Let $\Theta^*$ be the optimal parameters corresponding the maximum likelihood. Let $H$ be its Hessian and $\eta$ be its learning rate. The following equation can be derived by expanding the likelihood around the parameter values from the $k+1$ -th iteration as $\Theta^{k+1} = \Theta^k + \eta \frac{\partial L(\Theta)}{\partial \Theta} \approx \Theta^k + \eta H(\Theta-\Theta^*)$ and applying Cauchy Swartz inequality: $$ \left.\left\|\Theta^{(k+1)}-\Theta^{*}\right\| \leq \| I+\eta H\left(\Theta^{*}\right)\right)\|\|\left(\Theta^{(k)}-\Theta^{*}\right) \| \quad \quad (1) $$
The paper further says that $$ \left\|I+\eta H\left(\Theta^{*}\right)\right\| \leq \lambda_{M}\left[I+\eta H\left(\Theta^{*}\right)\right]=r $$, where $\lambda_M, \lambda_m$ are the largest and smallest eigenvalues respectively.
Next the paper claims that (which I have trouble understanding) that $$ r=\max \left\{\left|1-\eta \lambda_{M}\left[-H\left(\Theta^{*}\right)\right]\right|, \quad\left|1-\eta \lambda_{m}\left[-H\left(\Theta^{*}\right)\right]\right|\right\} \quad \quad (2) $$ Further to achieve convergence, we need $r<1$ or $$ 0<\eta<2 / \lambda_{M}\left[-H\left(\Theta^{*}\right)\right] \quad \quad (3) $$
Can you please help me derive equation 2 and equation 3.
Further, it is mentioned that the minimum possible value of $r$ is obtained when $\eta = \frac{1}{\lambda_M[H(\Theta^*)]}$ with
$$ \begin{aligned} r_{\min } &=1-\lambda_{m}\left[H\left(\Theta^{*}\right)\right] / \lambda_{M}\left[H\left(\Theta^{*}\right)\right] \\ & \equiv 1-\kappa^{-1}\left[H\left(\Theta^{*}\right)\right] \end{aligned} $$
where $\kappa[H]=\lambda_{M}[H] / \lambda_{m}[H]$ is the condition number of $H$.
Assuming equation (2) and (3), I tried to derive the $\eta$ corresponding to $r_{min}$. I got $\eta = \frac{2}{\lambda_{m}[-H] + \lambda_{M}[-H]}$, which gave an $r_{min} = \frac{\kappa - 1}{\kappa + 1}$, which is clearly lower than $\frac{\kappa - 1}{\kappa}$. So, is the $r_{min}$ derived in the paper wrong?
Regarding equation (2) - the 2-norm of a matrix is defined as the largest singular value of a matrix. This singular value is an upper bounded by the largest eigenvalue of the matrix. Moreover, $\lambda_{\max}(I+\eta H)$ is equal to $r$ (that is more of a linear algebra question, but the proof is not difficult).

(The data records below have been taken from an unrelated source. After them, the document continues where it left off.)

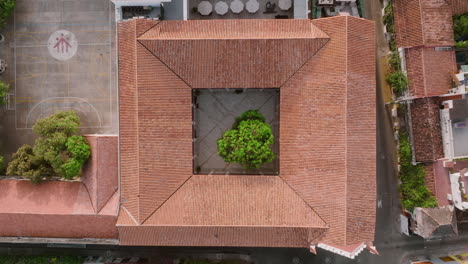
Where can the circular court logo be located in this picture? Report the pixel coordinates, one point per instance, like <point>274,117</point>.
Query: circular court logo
<point>62,45</point>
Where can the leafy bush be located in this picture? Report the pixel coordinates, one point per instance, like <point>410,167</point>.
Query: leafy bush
<point>461,44</point>
<point>249,142</point>
<point>57,151</point>
<point>79,152</point>
<point>460,26</point>
<point>6,10</point>
<point>395,61</point>
<point>3,92</point>
<point>25,163</point>
<point>388,18</point>
<point>413,188</point>
<point>398,81</point>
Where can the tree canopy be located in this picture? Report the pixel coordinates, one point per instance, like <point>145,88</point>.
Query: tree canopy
<point>248,142</point>
<point>57,151</point>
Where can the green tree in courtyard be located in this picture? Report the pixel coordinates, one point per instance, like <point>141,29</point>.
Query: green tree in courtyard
<point>6,10</point>
<point>248,143</point>
<point>4,87</point>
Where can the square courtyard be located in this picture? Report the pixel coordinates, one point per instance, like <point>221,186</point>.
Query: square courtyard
<point>215,110</point>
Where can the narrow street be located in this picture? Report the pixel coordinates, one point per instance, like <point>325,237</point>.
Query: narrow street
<point>393,246</point>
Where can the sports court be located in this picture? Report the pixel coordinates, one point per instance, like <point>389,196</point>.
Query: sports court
<point>65,59</point>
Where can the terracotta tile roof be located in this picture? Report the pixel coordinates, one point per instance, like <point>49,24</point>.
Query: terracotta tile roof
<point>244,236</point>
<point>458,6</point>
<point>423,23</point>
<point>429,71</point>
<point>427,137</point>
<point>104,162</point>
<point>327,133</point>
<point>66,209</point>
<point>236,66</point>
<point>217,200</point>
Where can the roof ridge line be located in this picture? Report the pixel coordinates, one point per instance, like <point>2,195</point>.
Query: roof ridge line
<point>157,23</point>
<point>137,40</point>
<point>107,201</point>
<point>307,61</point>
<point>346,134</point>
<point>311,208</point>
<point>129,214</point>
<point>256,226</point>
<point>165,201</point>
<point>137,124</point>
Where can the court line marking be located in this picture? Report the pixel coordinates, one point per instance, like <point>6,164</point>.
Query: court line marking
<point>45,45</point>
<point>75,98</point>
<point>110,99</point>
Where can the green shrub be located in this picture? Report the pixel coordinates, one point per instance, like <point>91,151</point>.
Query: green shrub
<point>79,152</point>
<point>460,25</point>
<point>388,18</point>
<point>6,10</point>
<point>248,115</point>
<point>4,87</point>
<point>395,61</point>
<point>249,143</point>
<point>461,44</point>
<point>25,163</point>
<point>398,81</point>
<point>2,166</point>
<point>57,151</point>
<point>413,188</point>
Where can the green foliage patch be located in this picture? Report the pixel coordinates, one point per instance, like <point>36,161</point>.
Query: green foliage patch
<point>6,10</point>
<point>395,77</point>
<point>460,25</point>
<point>58,151</point>
<point>413,188</point>
<point>4,88</point>
<point>248,143</point>
<point>398,81</point>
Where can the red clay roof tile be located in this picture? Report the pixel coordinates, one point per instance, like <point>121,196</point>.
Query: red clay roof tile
<point>321,161</point>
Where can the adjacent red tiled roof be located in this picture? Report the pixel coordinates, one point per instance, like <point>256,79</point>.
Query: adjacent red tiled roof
<point>327,133</point>
<point>260,201</point>
<point>62,209</point>
<point>423,23</point>
<point>426,129</point>
<point>429,71</point>
<point>205,42</point>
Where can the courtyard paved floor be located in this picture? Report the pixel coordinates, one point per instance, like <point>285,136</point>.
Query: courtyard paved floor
<point>52,72</point>
<point>215,113</point>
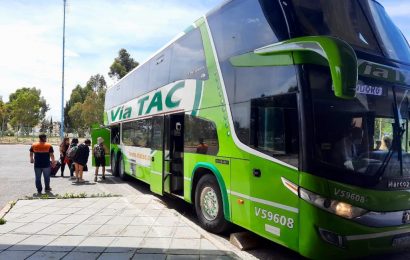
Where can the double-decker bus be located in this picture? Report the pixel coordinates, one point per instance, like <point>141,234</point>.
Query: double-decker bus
<point>289,118</point>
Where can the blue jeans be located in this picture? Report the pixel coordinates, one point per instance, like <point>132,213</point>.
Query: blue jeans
<point>46,173</point>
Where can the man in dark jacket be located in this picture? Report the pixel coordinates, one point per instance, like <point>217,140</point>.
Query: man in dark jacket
<point>40,154</point>
<point>80,159</point>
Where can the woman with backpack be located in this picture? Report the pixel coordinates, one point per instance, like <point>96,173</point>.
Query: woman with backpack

Regarding equation (3) - if $r> 1$, then going back to eq. (1), it's easy to see that the sequence diverges (or is constant when $r=1$). Therefore $r<1$ guarantees convergence, and it is influenced by the stepsize $\eta$. The specific conditions given in eq. (3) are simply derived from an algebraic manipulation so that we get $r<1$ (again, and eigenvalue issue).